Une fois le moteur coupé, les passagers ont pu se détacher de leur siège pour flotter quelques minutes en apesanteur, et admirer la courbure de la Terre depuis l'un des 12 hublots de la cabine. Après un pic à environ 90 km d'altitude, le vaisseau est redescendu en planant.

Des milliardaires se sont déjà rendus dans l'espace dans les années 2000, mais à bord de fusées russes. Richard Branson est ainsi le premier à faire le voyage grâce à un engin développé par une compagnie qu'il a lui-même fondée, en 2004. Le fondateur d'Amazon Jeff Bezos doit, lui, voler le 20 juillet.

"Quand j'étais enfant, je voulais aller dans l'espace"

Un autre milliardaire rival, le patron de SpaceX, Elon Musk, était pour sa part sur place, dimanche, pour assister à l'événement. Le rôle officiel de Richard Branson durant le vol : tester et évaluer l'expérience que vivront les futurs clients.

L'excentrique milliardaire de 70 ans, fondateur du groupe Virgin (dont les activités vont d'une compagnie aérienne au fitness), cultive de longue date son image de tête brûlée.

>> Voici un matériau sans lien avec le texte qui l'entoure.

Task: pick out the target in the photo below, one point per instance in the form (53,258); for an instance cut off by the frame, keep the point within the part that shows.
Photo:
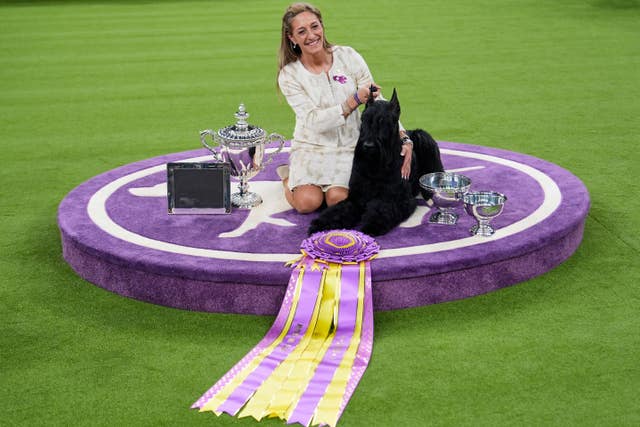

"Quand j'étais enfant, je voulais aller dans l'espace. Comme cela ne semblait pas probable pour ma génération, j'ai déposé le nom de Virgin Galactic, avec l'idée de créer une entreprise qui pourrait rendre ça possible", a écrit Richard Branson quelques jours avant le départ.

Un objectif qui a bien failli tourner court en 2014 : l'accident en vol d'un vaisseau de Virgin Galactic avait causé la mort d'un pilote, retardant considérablement le programme.

Depuis, le VSS Unity a déjà atteint trois fois l'espace, y compris avec une passagère en 2019. Ce dimanche, l'événement a eu lieu au Spaceport America, une base spatiale construite dans le désert du Nouveau-Mexique.

Virgin Galactic est à l'initiative de sa construction, largement financée par cet État du sud-ouest des États-Unis, et en est le client principal. La base comprend une piste de plus de 3,6 km de long et un bâtiment avec des espaces dédiés aux opérations de vol, ainsi qu'à l'accueil des futurs clients.

Bataille de fortunés autour du tourisme spatial 

Désormais, Virgin Galactic prévoit deux nouveaux vols d'essai, puis le début des opérations commerciales régulières pour début 2022. Et ambitionne à terme de mener 400 vols par an depuis Spaceport America.

Quelque 600 billets ont déjà été vendus à des personnes de 60 pays différents, y compris des célébrités hollywoodiennes pour un prix compris entre 200 000 et 250 000 dollars.

Même si Richard Branson ne cesse de répéter que selon lui, "l'espace nous appartient à tous", l'aventure ne reste donc à la portée que de privilégiés.

"À mon retour (de l'espace), j'annoncerai quelque chose de très enthousiasmant pour permettre à davantage de gens de devenir astronaute", a-t-il promis.

La compétition dans le secteur du tourisme spatial, dont l'avènement imminent est annoncé depuis des années, s'est formidablement accélérée ce mois-ci : l'homme le plus riche du monde, Jeff Bezos, doit lui aussi s'envoler le 20 juillet, avec sa propre fusée, nommée New Shepard et développée par sa société Blue Origin.